The ability to maximize reward and avoid punishment is essential for animal survival. Reinforcement learning (RL) refers to the algorithms used by biological or artificial systems to learn how to maximize reward or avoid negative outcomes based on past experiences. While RL is also important in machine learning, the types of mechanistic constraints encountered by biological machinery might be different than those for artificial systems. Two major problems encountered by RL are how to relate a stimulus with a reinforcing signal that is delayed in time (temporal credit assignment), and how to stop learning once the target behaviors are attained (stopping rule). To address the first problem synaptic eligibility traces were introduced, bridging the temporal gap between a stimulus and its reward. Although, these were mere theoretical constructs, recent experiments have provided evidence of their existence. These experiments also reveal that the presence of specific neuromodulators converts the traces into changes in synaptic efficacy. A mechanistic implementation of the stopping rule usually assumes the inhibition of the reward nucleus; however, recent experimental results have shown that learning terminates at the appropriate network state even in setups where the reward nucleus cannot be inhibited. In an effort to describe a learning rule that solves the temporal credit assignment problem and implements a biologically plausible stopping rule, we proposed a model based on two separate synaptic eligibility traces, one for long-term potentiation (LTP) and one for long-term depression (LTD), each obeying different dynamics and having different effective magnitudes. The model has been shown to successfully generate stable learning in recurrent networks. Although, the model assumes the presence of a single neuromodulator, evidence indicates that there are different neuromodulators for expressing the different traces. What could be the role of different neuromodulators for expressing the LTP and LTD traces? Here we expand on our previous model to include several neuromodulators, and illustrate through various examples how different these contribute to learning reward-timing within a wide set of training paradigms and propose further roles that multiple neuromodulators can play in encoding additional information of the rewarding signal.

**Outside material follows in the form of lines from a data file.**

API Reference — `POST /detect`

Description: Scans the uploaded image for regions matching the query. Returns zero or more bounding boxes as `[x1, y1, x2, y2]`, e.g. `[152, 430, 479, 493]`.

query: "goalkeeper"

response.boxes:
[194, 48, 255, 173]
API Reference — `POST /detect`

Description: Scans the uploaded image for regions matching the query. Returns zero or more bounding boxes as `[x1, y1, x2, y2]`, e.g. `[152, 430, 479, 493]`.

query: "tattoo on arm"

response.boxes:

最大化奖励并避免惩罚的能力对动物生存至关重要。强化学习(RL)指生物或人工系统用于学习如何基于过去的经验最大化奖励或避免负面结果的算法。虽然强化学习在机器学习中也很重要,但生物机制所遇到的机械约束类型可能与人工系统不同。强化学习面临的两个主要问题是如何将刺激与延迟的强化信号相关联(时间信用分配),以及一旦达到目标行为如何停止学习(停止规则)。为了解决第一个问题,引入了突触资格痕迹,弥合了刺激与其奖励之间的时间差距。尽管这些只是理论构想,但最近的实验已提供了它们存在的证据。这些实验还表明,特定神经调节剂的存在会将痕迹转化为突触效能的变化。停止规则的机械实现通常假定奖励核受到抑制;然而,最近的实验结果表明,即使在无法抑制奖励核的设置中,学习也会在适当的网络状态下终止。为了描述一种解决时间信用分配问题并实现生物学上合理的停止规则的学习规则,我们提出了一个基于两个独立突触资格痕迹的模型,一个用于长时程增强(LTP),一个用于长时程抑制(LTD),每个痕迹都遵循不同的动力学并具有不同的有效幅度。该模型已被证明能在循环网络中成功产生稳定的学习。尽管该模型假定存在单一神经调节剂,但有证据表明存在不同的神经调节剂来表达不同的痕迹。不同神经调节剂在表达LTP和LTD痕迹中可能起什么作用?在这里,我们扩展了之前的模型以纳入多种神经调节剂,并通过各种示例说明它们在广泛的训练范式中对学习奖励时间的贡献有何不同,并提出多种神经调节剂可在编码奖励信号的额外信息中发挥的进一步作用。